The reason i use non-recursive is because AppleScript recursion can only go around 520 recursion levels deep. If the list is big enough you will hit that limit

Just goes to show you that looking at ALL posts, even though the post subject may not grab your interest, can be beneficial. What caught my eye was the "All of the timing tests were done on my 2023 Mac mini with Script Geek. Google search, and up comes Shane Stanley’s web site. Quick look through a few pages, and bookmarked. Great site for information for those of us in the “learning” stage. Thanks @peavine

1 Like

I occasionally need to sort a list containing no more than 20 items, and I reran my tests with a list of this size.
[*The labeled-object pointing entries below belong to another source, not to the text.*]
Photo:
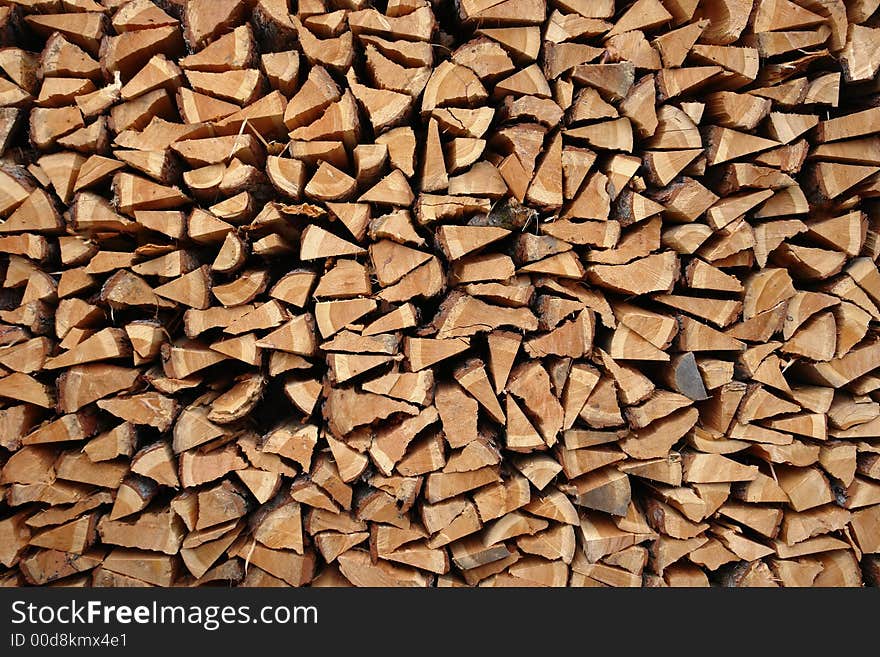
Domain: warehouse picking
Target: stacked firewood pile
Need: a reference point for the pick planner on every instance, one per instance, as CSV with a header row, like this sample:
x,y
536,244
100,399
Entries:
x,y
483,292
I also changed the individual items of the list to longer words to see if this would make a difference:

set theList to {"this is line one", "another list", "peavine", "Nigel", "Shane Stanley", "scriptable app", "Safari", "Google Chrome", "Ventura", "monterey", "Sonoma", "Mac mini", "Prescott Arizona", "script", "app", "Late Night Software", "ok", "works", "an item of list", "last item of list"}

The results were:

ASObjC - less than 1 millisecond
Shell sort command - 5 milliseconds
Enhanced bubble sort - less than 1 millisecond
QSort - less than 1 millisecond
Bubble sort - less than 1 millisecond

Since the list to sort is so small, use Bubble-sort. It has less memory overhead. The others, tho faster, don’t have enough items to sort to overcome the overhead

How are you running your scripts?

I can get each script to run but neither generates any output.

I’m trying this, which matches the combsort command, FWIW:

quickSort for theList

Thanks

The Wikipedia article on sorting algorithms identifies three sorting algorithms that have “tiny code”, and, in addition to bubble sort, they are exchange sort and gnome sort. I wondered if anyone has written an AppleScript of either of these?
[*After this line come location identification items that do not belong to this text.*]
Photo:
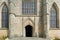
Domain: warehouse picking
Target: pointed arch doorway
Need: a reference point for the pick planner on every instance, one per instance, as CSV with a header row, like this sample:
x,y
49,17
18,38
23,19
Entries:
x,y
28,31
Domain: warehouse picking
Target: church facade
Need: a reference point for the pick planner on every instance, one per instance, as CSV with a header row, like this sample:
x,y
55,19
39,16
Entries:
x,y
30,18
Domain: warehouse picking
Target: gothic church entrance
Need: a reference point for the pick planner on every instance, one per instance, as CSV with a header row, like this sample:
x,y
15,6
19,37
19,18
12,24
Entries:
x,y
28,30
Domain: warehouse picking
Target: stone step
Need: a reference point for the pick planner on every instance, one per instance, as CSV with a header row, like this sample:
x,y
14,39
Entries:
x,y
28,38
What output. The list is sorted in place, no output needed

I see. That was too subtle for me :slight_smile:

I’m gonna have to look at the script more closely. Thanks.
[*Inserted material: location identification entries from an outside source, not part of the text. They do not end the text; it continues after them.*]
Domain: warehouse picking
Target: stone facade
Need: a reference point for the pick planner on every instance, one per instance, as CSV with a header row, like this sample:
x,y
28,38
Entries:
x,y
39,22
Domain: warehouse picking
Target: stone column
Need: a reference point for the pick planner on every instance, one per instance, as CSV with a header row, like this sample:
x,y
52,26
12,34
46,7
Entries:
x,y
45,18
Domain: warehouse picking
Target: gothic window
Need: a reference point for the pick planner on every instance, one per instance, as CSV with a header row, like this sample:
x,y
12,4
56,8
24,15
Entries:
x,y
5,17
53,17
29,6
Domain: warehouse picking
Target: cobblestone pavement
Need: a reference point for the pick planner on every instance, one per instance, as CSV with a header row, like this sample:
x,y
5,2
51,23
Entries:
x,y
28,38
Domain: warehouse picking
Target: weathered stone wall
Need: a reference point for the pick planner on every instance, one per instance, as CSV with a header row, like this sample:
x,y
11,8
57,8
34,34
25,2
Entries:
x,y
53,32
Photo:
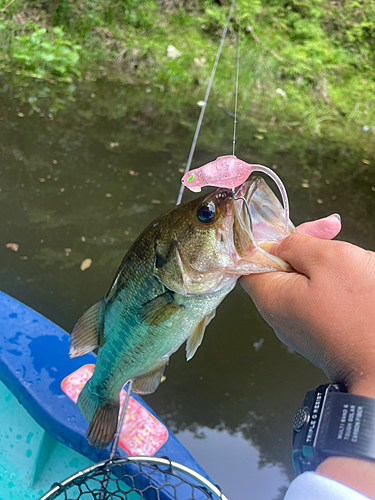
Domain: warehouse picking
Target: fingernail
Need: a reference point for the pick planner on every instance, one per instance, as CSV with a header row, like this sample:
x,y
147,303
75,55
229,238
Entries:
x,y
337,216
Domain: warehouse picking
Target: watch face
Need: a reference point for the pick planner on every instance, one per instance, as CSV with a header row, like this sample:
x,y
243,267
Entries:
x,y
305,426
301,418
331,422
This is my first attempt at a gnome sort. It’s a few milliseconds slower than a bubble sort and contains 10 lines of code, so it appears to be out of the running.

set sortedList to getSortedList(theList)

on getSortedList(a)
	set i to 1
	repeat while i ≤ (count a)
		if i = 1 or (item i of a ≥ item (i - 1) of a) then
			set i to i + 1
		else
			set {item i of a, item (i - 1) of a} to {item (i - 1) of a, item i of a}
			set i to (i - 1)
		end if
	end repeat
	return a
end getSortedList

Thanks Fredrik71 for the suggestions.

Unfortunately, neither of them worked correctly. The gnome sort appears fixable by changing line 1 below to line 2 below. Exchange sort doesn’t work at all, but it’s a starting point. Thanks again.

repeat while pos < n
repeat while pos ≤ n

My apologies–exchange sort works as written and gnome sort works with the one correction. The timing results for both are equal to, or a few milliseconds greater than bubble sort, so bubble sort seems a better choice.

Fredrik71. FWIW, I retested your gnomeSort handler with theList from post 1 and the result doesn’t appear to be correct (the last item in theList is not sorted):

{"aa", "aa", "aa", "aa", "aa", "aa", "aa", "aa", "aa", "aa", "aa", "aa", "aa", "aa", "aa", "aa", "aa", "aa", "aa", "cc", "cc", "cc", "cc", "cc", "cc", "cc", "cc", "cc", "cc", "cc", "cc", "cc", "cc", "cc", "cc", "cc", "cc", "cc", "cc", "mm", "mm", "mm", "mm", "mm", "mm", "mm", "mm", "mm", "mm", "mm", "mm", "mm", "mm", "mm", "mm", "mm", "mm", "mm", "mm", "oo", "oo", "oo", "oo", "oo", "oo", "oo", "oo", "oo", "oo", "oo", "oo", "oo", "oo", "oo", "oo", "oo", "oo", "oo", "oo", "xx", "xx", "xx", "xx", "xx", "xx", "xx", "xx", "xx", "xx", "xx", "xx", "xx", "xx", "xx", "xx", "xx", "xx", "xx", "xx", "aa"}

Perhaps an interesting solution might involve a smart sort handler that selects from multiple sort methodologies based on list length, data size, and/or sample list content. Rarely would it make a difference and it might take years to recover the dev time a few milliseconds at a time, but optimization!